La Mongolie est parmi les 10 pays possédant les ressources en uranium les plus importantes. Le pays, dont le développement minier nourrit la croissance depuis le milieu des années 2000, veut placer l'uranium au cœur de sa politique d'indépendance[77]. L'État mongol a pour cela conclu des accords avec la France – et Areva en particulier − la Russie, la Chine, le Japon et l'Inde.
Fin 2009, un accord de coopération dans le secteur de l'énergie nucléaire a été signé entre Areva et l'État mongol[78].
Depuis février 2013, le Conseil Professionnel des Ressources Minérales auprès du Ministère des Mines a officiellement classé le gisement de Zoovch Ovoo, ressource stratégique, avec 60 000 tonnes d'uranium[79],[80]. La zone est sous licence d'exploration jusqu'en 2015. Areva y mène des études géologiques pour confirmer la viabilité économique, technique et environnementale du projet et définir le procédé d'exploitation le mieux adapté. En octobre 2013, un accord a été signé pour créer la société Areva Mines LLC, détenue à 44 % par Areva, 22 % par Mitsubishi Corporation et 34 % par MON-ATOM, société publique nucléaire mongole[81]. Cette nouvelle société chapeautera tous les projets d'exploitation minière.

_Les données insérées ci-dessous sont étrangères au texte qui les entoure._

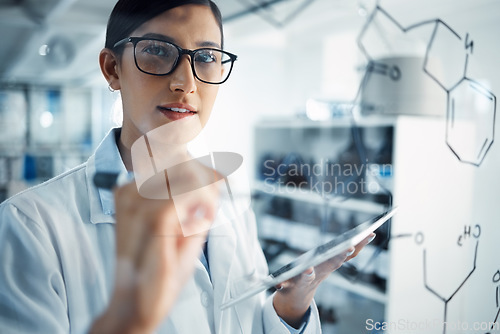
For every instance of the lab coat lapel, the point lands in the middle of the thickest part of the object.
(221, 254)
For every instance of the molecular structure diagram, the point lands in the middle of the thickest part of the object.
(470, 232)
(496, 281)
(471, 107)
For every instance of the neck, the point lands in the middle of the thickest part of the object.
(165, 155)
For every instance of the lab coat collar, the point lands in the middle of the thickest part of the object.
(105, 159)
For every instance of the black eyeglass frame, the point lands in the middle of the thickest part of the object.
(191, 53)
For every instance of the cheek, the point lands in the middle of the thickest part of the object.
(208, 96)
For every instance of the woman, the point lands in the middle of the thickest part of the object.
(74, 263)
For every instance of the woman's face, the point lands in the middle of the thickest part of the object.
(148, 100)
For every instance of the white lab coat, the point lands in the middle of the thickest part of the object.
(57, 249)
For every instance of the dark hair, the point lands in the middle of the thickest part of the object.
(128, 15)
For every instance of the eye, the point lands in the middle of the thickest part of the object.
(157, 49)
(205, 56)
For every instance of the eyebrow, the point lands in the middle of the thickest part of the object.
(172, 40)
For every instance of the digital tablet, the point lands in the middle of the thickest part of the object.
(315, 256)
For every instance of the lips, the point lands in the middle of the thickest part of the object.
(177, 111)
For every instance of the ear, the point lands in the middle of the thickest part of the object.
(110, 68)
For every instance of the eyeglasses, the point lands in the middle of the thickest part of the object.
(157, 57)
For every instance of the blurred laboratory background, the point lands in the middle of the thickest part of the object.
(340, 109)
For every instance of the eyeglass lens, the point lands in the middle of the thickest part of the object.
(157, 57)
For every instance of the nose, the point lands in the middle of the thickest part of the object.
(182, 79)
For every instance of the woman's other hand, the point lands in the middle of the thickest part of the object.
(294, 296)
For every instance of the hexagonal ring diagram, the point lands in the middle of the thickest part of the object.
(470, 124)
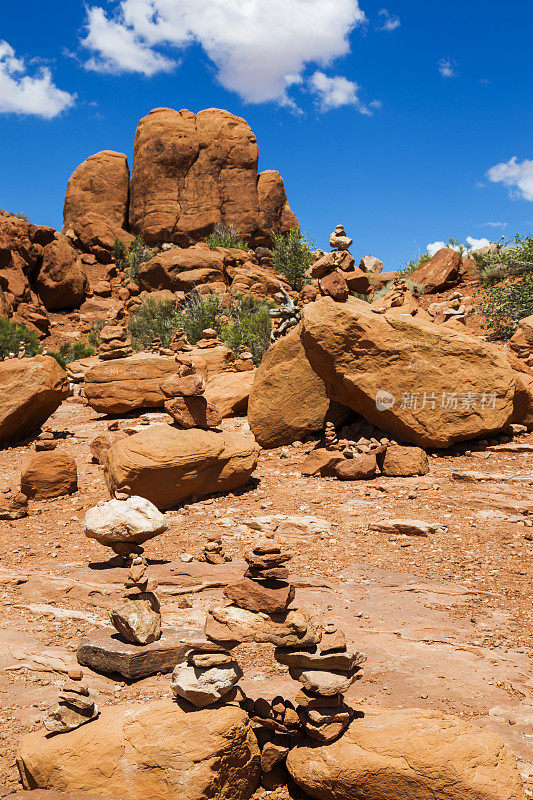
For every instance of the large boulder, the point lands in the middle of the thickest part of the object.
(194, 171)
(411, 754)
(49, 473)
(99, 185)
(31, 389)
(167, 465)
(151, 751)
(62, 280)
(440, 273)
(421, 382)
(182, 269)
(287, 400)
(124, 384)
(229, 392)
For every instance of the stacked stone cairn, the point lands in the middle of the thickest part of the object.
(115, 343)
(186, 402)
(76, 706)
(138, 618)
(214, 550)
(180, 343)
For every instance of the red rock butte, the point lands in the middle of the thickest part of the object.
(190, 173)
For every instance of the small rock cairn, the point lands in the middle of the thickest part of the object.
(258, 610)
(186, 403)
(138, 618)
(115, 343)
(214, 551)
(209, 339)
(76, 706)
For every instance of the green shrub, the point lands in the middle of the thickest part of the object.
(199, 312)
(153, 319)
(506, 260)
(504, 306)
(93, 337)
(71, 351)
(225, 236)
(291, 257)
(130, 259)
(12, 334)
(250, 324)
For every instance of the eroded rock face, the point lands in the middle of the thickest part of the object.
(288, 399)
(410, 753)
(62, 281)
(167, 465)
(99, 185)
(49, 474)
(193, 171)
(421, 382)
(31, 389)
(145, 752)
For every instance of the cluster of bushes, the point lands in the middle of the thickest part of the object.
(511, 267)
(130, 259)
(246, 322)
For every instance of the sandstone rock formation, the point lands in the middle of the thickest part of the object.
(287, 400)
(167, 465)
(148, 751)
(116, 387)
(193, 171)
(51, 473)
(31, 389)
(62, 281)
(100, 185)
(424, 383)
(408, 753)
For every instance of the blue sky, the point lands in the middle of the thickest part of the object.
(408, 122)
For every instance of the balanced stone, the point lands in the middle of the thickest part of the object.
(138, 618)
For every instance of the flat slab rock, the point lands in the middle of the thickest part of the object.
(103, 651)
(407, 527)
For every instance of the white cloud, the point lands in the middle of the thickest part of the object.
(258, 47)
(338, 91)
(389, 22)
(21, 93)
(448, 68)
(470, 246)
(517, 175)
(476, 244)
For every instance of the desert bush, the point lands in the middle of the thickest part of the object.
(153, 319)
(71, 351)
(12, 334)
(504, 306)
(199, 312)
(93, 337)
(291, 257)
(249, 324)
(225, 236)
(130, 259)
(506, 260)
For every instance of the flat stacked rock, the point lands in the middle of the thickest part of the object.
(186, 403)
(115, 343)
(326, 672)
(265, 587)
(214, 551)
(138, 618)
(75, 707)
(209, 339)
(209, 673)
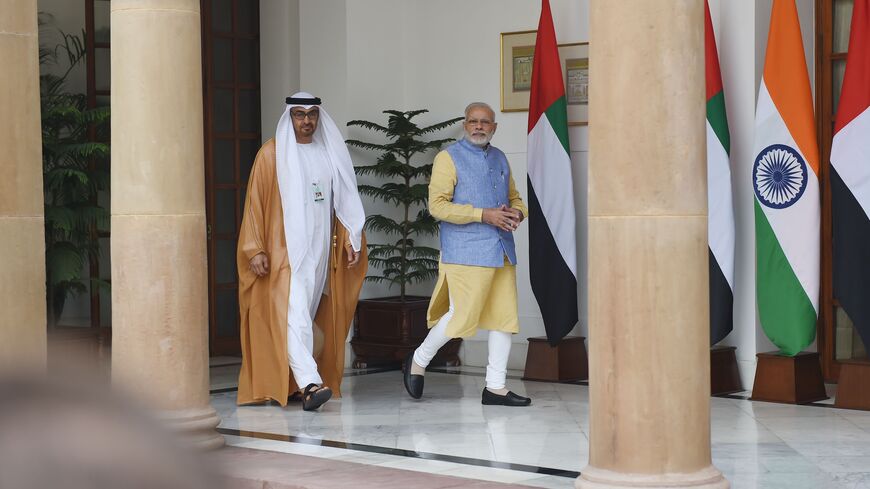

Orano a réalisé de juillet 2021 à décembre 2022 un test pilote sur site pour l'extraction d'uranium du gisement de Zuuvch Ovoo, en partenariat avec la société nationale mongole Mon-Atom. Emmanuel Macron appuie le projet de mine d'uranium lors de sa visite en Mongolie en mai 2023[82]. En octobre de la même année, un protocole d'accord est signé pour exploiter la mine[83]. Cet accord établit le cadre d'un investissement mutuel, définissant les bases des relations entre Orano et le gouvernement mongol pour les décennies à venir[84].
En décembre 2024, la Mongolie annonce un accord avec Orano sur l'exploitation d'une nouvelle mine d'uranium à partir de 2028 dans la province de Dornogovi, représentant un investissement de 1,6 milliard d'euros[85],[86].

En Ouzbékistan
Orano y détient la coentreprise Nurlikum Mining[87]. Le 12 mars 2025, Orano signe un accord avec le producteur Navoiyuran[88].